Last but non least, anche la politica si ritaglia un triste ruolo in questo clima di diffidenza. Un articolo pubblicato sulla rivista Lancet dimostra come i movimenti no vax siano supportati dall’ascesa di partiti populisti e anti-establishment (come i Cinque stelle) che rischiano di avere ulteriori effetti negativi perché “sostengono, legittimano e – quando eletti – legalizzano il rifiuto vaccinale”. Anche solo l’idea di ritenere sufficiente l’autocertificazione a scuola sembra così disconnessa dalla realtà scientifica che perfino il ragionier Ugo Fantozzi non esiterebbe a paragonarla all’opinione espressa sulla corazzata Potëmkin.

 

La verità è che non si conosce ancora un giusto approccio alla questione.

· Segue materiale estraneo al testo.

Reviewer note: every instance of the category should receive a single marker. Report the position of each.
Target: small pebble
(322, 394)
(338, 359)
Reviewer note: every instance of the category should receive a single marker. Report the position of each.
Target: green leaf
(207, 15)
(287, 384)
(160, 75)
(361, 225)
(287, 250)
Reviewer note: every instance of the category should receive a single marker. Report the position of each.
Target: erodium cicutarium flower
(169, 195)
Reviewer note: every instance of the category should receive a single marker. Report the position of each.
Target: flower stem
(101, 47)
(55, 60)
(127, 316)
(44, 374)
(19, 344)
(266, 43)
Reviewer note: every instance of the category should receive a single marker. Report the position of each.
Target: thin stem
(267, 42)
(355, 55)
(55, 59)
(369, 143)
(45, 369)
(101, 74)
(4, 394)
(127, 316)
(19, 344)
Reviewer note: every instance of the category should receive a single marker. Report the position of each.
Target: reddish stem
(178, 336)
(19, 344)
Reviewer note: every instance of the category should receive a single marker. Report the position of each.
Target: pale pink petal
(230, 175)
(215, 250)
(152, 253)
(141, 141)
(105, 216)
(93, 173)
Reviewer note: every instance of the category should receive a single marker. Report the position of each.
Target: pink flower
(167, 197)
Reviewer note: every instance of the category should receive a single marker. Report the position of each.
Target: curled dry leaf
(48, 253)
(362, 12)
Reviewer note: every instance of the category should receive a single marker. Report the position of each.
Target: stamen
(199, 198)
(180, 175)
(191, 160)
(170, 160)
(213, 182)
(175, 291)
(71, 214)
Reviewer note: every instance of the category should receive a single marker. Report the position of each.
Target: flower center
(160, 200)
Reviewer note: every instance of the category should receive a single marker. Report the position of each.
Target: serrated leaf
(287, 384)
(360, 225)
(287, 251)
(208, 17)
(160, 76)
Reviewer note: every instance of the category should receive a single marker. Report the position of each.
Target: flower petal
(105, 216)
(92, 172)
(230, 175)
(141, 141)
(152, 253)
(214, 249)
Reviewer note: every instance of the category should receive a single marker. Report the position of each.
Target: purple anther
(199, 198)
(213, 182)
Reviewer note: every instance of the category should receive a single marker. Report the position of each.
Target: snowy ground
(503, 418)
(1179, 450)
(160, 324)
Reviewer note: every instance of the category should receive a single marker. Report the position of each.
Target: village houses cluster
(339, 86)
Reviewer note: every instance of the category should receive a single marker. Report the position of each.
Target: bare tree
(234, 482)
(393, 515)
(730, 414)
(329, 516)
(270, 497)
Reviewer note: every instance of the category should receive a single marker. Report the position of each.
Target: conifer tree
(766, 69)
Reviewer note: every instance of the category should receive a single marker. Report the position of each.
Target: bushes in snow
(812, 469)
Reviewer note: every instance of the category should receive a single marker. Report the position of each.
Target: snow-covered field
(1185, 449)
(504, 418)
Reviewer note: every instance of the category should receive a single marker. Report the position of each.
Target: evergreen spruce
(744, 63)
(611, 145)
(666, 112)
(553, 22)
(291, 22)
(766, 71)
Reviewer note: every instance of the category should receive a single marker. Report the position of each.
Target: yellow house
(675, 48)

Alla base di una scelta no vax non c’è (solo) una carenza di informazioni: fornire informazioni corrette non porta necessariamente le persone a cambiare attitudini e comportamenti. Al contrario può dare l’effetto opposto, spingendo un genitore a barricarsi ancora di più nelle proprie convinzioni.

 

Ciò che è chiaro, invece, è che non bisogna cadere nella polarizzazione pro vax/no vax, genitore saggio/ignorante, e che in questa storia non c’è un bianco e un nero. C’è piuttosto una scala di grigi e una nebbia che sbiadisce i colori tra ciò che è scienza e ciò che semplicemente non lo è. Ed è una nebbia che costringe chi non sa orientarsi a cercare i fendinebbia posteriori di chi sta davanti, sperando che conosca la strada. Sperando che – al di là che si tratti di un post online, di un dialogo al bar o del comizio di un politico – sappia ciò di cui sta parlando. E questo, per quanto riguarda i vaccini, è cosa assai rara.